Nous désirons donc des consultations publiques sur les amendements à apporter à la Loi sur les mines du Québec et nous vous demandons de mettre toute votre influence sur votre gouvernement pour mener de telles consultations. Afin d’aborder des enjeux qui dépassent l’application de la seule Loi sur les mines, nous vous encourageons également à mettre sur pied une commission d’enquête publique et itinérante sur le secteur minier québécois, du type de la commission Coulombe qui a eu lieu il y a quelques années pour le secteur forestier.

Pour les membres du RQGE, la participation à de telles enquêtes publiques permettrait de mieux expliquer l’importance de bien évaluer la pertinence économique, écologique et sociale de projets miniers.
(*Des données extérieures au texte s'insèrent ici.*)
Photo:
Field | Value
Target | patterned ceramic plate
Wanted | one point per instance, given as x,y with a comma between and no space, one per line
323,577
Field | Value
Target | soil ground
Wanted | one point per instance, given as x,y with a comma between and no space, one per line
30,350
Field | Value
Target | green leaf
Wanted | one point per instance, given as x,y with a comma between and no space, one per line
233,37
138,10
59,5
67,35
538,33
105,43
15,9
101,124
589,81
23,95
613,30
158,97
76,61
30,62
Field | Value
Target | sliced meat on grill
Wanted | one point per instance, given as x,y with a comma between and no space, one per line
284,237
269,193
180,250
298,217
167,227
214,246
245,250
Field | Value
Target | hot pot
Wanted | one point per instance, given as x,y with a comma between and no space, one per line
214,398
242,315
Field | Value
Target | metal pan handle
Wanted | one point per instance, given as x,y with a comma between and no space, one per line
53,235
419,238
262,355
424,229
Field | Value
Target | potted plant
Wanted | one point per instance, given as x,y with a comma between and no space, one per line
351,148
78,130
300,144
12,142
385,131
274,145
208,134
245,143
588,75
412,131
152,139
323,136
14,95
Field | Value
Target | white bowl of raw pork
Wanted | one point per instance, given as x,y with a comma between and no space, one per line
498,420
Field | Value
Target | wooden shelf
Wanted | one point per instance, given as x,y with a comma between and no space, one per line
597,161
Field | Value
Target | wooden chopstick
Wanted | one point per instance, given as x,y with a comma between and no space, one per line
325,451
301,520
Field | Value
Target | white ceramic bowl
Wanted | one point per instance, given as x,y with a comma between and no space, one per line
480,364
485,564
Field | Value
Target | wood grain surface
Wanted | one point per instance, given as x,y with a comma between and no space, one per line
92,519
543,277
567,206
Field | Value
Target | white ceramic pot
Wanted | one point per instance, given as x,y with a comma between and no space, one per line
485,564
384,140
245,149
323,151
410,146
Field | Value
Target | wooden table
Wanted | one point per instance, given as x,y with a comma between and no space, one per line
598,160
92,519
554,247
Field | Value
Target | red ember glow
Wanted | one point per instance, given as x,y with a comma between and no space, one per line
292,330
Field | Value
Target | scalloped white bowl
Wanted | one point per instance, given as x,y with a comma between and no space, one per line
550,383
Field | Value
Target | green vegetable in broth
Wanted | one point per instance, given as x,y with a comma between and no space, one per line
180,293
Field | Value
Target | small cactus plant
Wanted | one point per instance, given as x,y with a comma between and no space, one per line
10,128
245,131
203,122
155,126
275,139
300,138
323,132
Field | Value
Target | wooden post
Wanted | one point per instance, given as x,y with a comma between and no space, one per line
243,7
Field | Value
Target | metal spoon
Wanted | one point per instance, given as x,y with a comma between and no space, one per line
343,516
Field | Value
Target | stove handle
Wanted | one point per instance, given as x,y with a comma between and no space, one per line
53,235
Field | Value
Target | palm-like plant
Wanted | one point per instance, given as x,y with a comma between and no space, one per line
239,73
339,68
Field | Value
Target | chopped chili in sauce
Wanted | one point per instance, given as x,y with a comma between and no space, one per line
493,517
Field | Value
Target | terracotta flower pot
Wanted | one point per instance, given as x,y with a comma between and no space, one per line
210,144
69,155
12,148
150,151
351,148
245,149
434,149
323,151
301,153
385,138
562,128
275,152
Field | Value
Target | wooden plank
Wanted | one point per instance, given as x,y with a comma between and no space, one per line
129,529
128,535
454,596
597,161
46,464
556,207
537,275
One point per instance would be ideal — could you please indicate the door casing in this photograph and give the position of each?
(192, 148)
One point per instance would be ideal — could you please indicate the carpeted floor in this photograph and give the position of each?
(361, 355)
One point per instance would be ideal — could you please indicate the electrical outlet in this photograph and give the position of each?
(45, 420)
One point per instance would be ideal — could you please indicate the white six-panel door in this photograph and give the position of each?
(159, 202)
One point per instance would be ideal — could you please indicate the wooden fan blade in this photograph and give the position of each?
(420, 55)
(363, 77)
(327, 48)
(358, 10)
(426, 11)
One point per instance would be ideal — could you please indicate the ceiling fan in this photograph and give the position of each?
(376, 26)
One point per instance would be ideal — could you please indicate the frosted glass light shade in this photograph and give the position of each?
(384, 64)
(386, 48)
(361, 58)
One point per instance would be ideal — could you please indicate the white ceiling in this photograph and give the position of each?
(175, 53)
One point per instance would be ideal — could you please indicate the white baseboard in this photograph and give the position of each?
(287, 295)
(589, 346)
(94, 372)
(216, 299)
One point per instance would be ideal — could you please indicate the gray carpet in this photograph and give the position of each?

Les récents événements à Sept-Îles avec la démission des 22 médecins vous démontrent bien l’urgence de prendre un virage important dans le développement de l’industrie minière au Québec.  Les mines ont une emprunte écologique tellement importante qu’on ne peut se fier au bon vouloir de l’industrie pour orienter le développement de nos ressources minérales.

D’ici là, nous comptons sur vous pour que le gouvernement corrige, par décret si nécessaire, les éléments de la présente loi qui sont les plus préjudiciables pour la population du Québec : exploration et exploitation de l’uranium, débat sur les mines à ciel ouvert, redevances, mise en réserve de fond suffisant par les minières pour la restauration.

Pour prendre le virage durable du 21ième siècle et que les Commission des ressources naturelles et du territoire ne soient pas seulement des coquilles vides qui encadrent les activités des carrières de sable ou de gravier, l’état québécois devrait réellement permettre aux régions concernées d’être partie prenante des décisions quant au plan de développement intégré des ressources et du territoire. Ces orientations doivent clairement être incluses dans la nouvelle loi des mines et doivent être expliquées en commissions d’enquêtes publiques.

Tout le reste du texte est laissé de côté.